Gaza City, 18 novembre 2013, Nena News – La mancanza di energia elettrica nella Striscia di Gaza sta creando anche una crisi ambientale. Gli impianti per il trattamento delle acque reflue si fermano per mancanza di carburante. Nel quartiere di Zaytoun, nella zona est di Gaza city, una stazione di pompaggio delle acque reflue ha smesso di funzionare a causa della mancanza di energia elettrica. Le acque reflue hanno invaso le strade e le abitazioni del quartiere.

Nelle poche ore in cui c’è elettricità, le acque vengono in parte nuovamente raccolte dall’impianto, lasciando fango e melma putrida sulla quale bambini camminano per raggiungere le loro abitazioni.
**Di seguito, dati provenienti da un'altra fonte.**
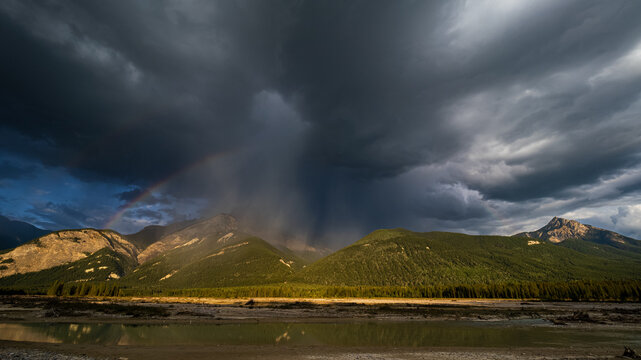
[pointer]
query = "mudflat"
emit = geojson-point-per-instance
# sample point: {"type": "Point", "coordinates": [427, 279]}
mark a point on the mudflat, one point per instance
{"type": "Point", "coordinates": [34, 327]}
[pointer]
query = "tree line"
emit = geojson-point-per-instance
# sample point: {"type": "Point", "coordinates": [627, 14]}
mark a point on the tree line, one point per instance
{"type": "Point", "coordinates": [560, 291]}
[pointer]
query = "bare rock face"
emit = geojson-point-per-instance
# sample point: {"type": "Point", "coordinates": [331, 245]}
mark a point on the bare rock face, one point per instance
{"type": "Point", "coordinates": [62, 247]}
{"type": "Point", "coordinates": [558, 230]}
{"type": "Point", "coordinates": [217, 227]}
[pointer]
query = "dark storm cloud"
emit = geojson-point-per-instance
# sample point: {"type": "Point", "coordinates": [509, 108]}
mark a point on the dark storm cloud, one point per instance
{"type": "Point", "coordinates": [330, 118]}
{"type": "Point", "coordinates": [129, 194]}
{"type": "Point", "coordinates": [9, 170]}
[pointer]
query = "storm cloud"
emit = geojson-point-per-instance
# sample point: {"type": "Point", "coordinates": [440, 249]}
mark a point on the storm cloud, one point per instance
{"type": "Point", "coordinates": [322, 120]}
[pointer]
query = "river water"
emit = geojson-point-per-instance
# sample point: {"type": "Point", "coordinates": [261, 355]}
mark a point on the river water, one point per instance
{"type": "Point", "coordinates": [382, 333]}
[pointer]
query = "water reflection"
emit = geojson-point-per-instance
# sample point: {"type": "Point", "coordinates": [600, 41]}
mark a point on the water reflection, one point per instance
{"type": "Point", "coordinates": [401, 334]}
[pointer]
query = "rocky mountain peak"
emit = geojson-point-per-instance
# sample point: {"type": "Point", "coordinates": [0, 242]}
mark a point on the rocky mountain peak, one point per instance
{"type": "Point", "coordinates": [560, 229]}
{"type": "Point", "coordinates": [62, 247]}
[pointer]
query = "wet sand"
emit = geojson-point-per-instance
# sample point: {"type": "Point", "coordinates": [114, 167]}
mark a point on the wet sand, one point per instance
{"type": "Point", "coordinates": [585, 316]}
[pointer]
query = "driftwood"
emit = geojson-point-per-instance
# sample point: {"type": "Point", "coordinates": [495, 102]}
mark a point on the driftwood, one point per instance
{"type": "Point", "coordinates": [630, 353]}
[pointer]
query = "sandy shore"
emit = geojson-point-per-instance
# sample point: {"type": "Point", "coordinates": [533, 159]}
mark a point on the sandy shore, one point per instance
{"type": "Point", "coordinates": [39, 309]}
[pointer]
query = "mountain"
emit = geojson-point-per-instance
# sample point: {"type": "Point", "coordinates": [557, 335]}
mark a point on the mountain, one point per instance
{"type": "Point", "coordinates": [151, 234]}
{"type": "Point", "coordinates": [103, 265]}
{"type": "Point", "coordinates": [14, 233]}
{"type": "Point", "coordinates": [212, 253]}
{"type": "Point", "coordinates": [402, 257]}
{"type": "Point", "coordinates": [560, 230]}
{"type": "Point", "coordinates": [202, 230]}
{"type": "Point", "coordinates": [62, 247]}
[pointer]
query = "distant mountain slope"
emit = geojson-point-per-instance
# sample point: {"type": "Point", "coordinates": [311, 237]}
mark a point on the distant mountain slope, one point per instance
{"type": "Point", "coordinates": [202, 230]}
{"type": "Point", "coordinates": [151, 234]}
{"type": "Point", "coordinates": [62, 247]}
{"type": "Point", "coordinates": [226, 259]}
{"type": "Point", "coordinates": [402, 257]}
{"type": "Point", "coordinates": [103, 265]}
{"type": "Point", "coordinates": [558, 230]}
{"type": "Point", "coordinates": [14, 233]}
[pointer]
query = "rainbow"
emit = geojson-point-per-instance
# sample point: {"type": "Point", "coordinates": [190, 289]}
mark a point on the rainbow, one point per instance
{"type": "Point", "coordinates": [155, 187]}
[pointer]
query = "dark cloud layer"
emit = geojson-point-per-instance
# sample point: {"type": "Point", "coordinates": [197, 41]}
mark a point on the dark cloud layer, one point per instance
{"type": "Point", "coordinates": [324, 120]}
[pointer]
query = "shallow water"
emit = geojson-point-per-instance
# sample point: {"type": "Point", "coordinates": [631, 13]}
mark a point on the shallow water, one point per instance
{"type": "Point", "coordinates": [395, 334]}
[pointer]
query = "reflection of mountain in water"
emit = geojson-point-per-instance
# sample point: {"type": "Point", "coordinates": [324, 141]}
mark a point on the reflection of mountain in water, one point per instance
{"type": "Point", "coordinates": [406, 334]}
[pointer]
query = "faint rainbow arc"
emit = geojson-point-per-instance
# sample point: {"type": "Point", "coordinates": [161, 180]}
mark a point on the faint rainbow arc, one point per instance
{"type": "Point", "coordinates": [150, 190]}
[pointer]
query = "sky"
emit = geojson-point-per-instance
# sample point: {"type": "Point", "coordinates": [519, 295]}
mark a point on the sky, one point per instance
{"type": "Point", "coordinates": [322, 120]}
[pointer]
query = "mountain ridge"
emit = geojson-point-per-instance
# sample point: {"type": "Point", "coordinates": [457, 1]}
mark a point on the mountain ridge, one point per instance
{"type": "Point", "coordinates": [14, 233]}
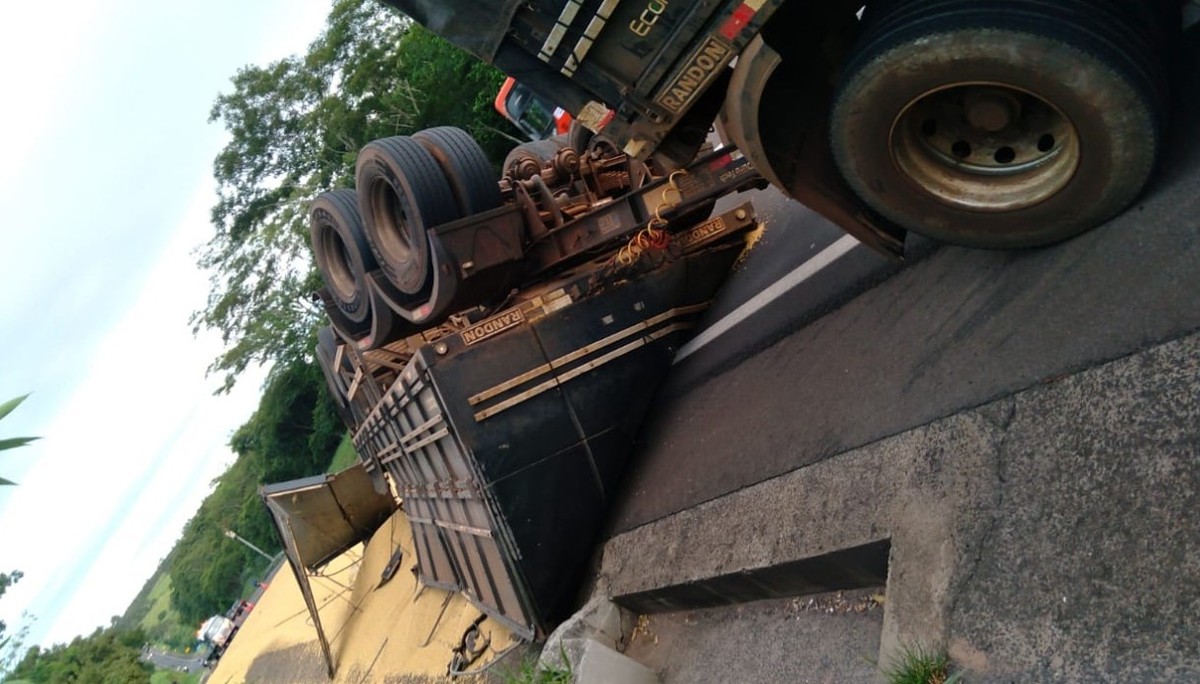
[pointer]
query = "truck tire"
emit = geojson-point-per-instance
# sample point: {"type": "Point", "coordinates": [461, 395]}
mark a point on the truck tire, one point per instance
{"type": "Point", "coordinates": [466, 168]}
{"type": "Point", "coordinates": [341, 250]}
{"type": "Point", "coordinates": [1001, 124]}
{"type": "Point", "coordinates": [402, 192]}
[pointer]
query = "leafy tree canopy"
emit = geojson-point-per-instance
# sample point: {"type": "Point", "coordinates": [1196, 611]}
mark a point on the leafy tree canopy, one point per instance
{"type": "Point", "coordinates": [295, 129]}
{"type": "Point", "coordinates": [105, 657]}
{"type": "Point", "coordinates": [293, 433]}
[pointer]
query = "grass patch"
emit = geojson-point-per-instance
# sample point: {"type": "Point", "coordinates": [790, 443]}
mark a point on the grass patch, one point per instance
{"type": "Point", "coordinates": [160, 604]}
{"type": "Point", "coordinates": [529, 673]}
{"type": "Point", "coordinates": [345, 456]}
{"type": "Point", "coordinates": [915, 665]}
In altri casi, gli abitanti hanno costruito una sorta di piccoli ponti su cui camminare. In altri casi ancora, laddove questo non è possibile, bisogna cercare vie alternative per attraversare il quartiere. Abbiamo visitato l’area poco prima che l’elettricità andasse via. Quando l’impianto si ferma l’acqua di scarico comincia a sommergere nuovamente le strade.
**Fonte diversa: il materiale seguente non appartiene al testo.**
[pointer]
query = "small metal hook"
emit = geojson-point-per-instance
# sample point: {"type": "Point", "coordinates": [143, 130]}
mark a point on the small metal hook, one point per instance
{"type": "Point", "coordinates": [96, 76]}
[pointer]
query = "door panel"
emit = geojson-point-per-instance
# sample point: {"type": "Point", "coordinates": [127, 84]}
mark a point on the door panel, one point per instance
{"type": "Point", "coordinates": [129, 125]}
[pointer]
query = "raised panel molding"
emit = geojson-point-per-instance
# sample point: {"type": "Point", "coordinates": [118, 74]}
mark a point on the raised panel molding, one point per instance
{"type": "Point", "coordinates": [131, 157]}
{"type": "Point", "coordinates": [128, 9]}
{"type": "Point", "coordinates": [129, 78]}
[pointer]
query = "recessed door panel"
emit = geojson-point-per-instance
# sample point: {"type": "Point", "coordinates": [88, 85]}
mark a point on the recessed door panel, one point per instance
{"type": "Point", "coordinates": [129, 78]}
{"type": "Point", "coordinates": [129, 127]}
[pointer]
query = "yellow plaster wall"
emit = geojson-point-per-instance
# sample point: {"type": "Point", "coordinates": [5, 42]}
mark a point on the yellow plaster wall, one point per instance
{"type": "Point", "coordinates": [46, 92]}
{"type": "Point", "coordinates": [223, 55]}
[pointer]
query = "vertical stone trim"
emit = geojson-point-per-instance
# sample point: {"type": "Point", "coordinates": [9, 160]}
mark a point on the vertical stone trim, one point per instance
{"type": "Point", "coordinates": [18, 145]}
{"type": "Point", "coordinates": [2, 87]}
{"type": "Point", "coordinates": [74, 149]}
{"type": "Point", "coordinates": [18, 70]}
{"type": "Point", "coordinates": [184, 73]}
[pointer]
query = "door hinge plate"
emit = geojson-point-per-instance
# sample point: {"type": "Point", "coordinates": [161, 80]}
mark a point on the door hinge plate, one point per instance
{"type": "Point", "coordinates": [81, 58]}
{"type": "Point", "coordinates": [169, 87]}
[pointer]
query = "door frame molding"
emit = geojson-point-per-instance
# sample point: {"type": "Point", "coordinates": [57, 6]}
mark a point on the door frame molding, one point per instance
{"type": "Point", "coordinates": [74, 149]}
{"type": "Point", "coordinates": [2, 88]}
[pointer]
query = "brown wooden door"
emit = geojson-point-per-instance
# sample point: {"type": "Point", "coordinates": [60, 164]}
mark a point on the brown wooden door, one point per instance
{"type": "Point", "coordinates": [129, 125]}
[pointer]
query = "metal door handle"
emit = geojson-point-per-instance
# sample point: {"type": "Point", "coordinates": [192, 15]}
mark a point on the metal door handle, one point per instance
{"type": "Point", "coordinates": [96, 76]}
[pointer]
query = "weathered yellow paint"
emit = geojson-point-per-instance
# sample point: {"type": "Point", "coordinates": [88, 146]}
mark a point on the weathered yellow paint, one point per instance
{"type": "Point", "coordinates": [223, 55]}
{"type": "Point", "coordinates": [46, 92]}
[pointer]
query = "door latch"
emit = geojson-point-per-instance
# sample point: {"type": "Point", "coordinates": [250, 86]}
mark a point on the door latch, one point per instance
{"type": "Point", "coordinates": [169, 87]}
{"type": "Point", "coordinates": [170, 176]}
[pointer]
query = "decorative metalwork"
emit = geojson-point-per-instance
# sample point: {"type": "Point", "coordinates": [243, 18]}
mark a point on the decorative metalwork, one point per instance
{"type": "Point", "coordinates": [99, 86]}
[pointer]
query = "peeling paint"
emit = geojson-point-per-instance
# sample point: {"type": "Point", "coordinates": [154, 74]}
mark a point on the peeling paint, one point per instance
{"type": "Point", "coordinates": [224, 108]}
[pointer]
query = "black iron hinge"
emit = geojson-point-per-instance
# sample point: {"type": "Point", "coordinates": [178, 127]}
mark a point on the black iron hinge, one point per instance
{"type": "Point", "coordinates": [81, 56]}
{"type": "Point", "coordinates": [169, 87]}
All’ingresso di un edificio sono state messe pale di legno su cui camminare fino a raggiungere le scale. L’edificio è stato in parte evacuato, solo poche famiglie sono rimaste.

“Viviamo qui solo da un mese, e vorremmo andare via”, ci ha detto Nadia, una giovane mamma ventottenne. “Non usciamo di casa da una settimana. I miei bambini si sono ammalati, ho dovuto portarli in ospedale per capire cosa avessero. Il dottore mi ha detto che avevano contratto un’infezione a causa dell’acqua sporca, avevano febbre alta, la loro temperatura aveva superato i 40 gradi”. Nadia ha tre figlie femmine e un figlio maschio. Durante la notte non riescono a dormire a causa del cattivo odore delle acque di scarico. Ci sono insetti e topi.

Le acque reflue hanno invaso anche terreni agricoli su cui sono piantati molti alberi di olivo. Se questa emergenza non sarà risolta i terreni saranno irreversibilmente contaminati. La stazione di pompaggio, utilizzata per trasferire le acque reflue dal centro verso il sud di Gaza city, è allagata.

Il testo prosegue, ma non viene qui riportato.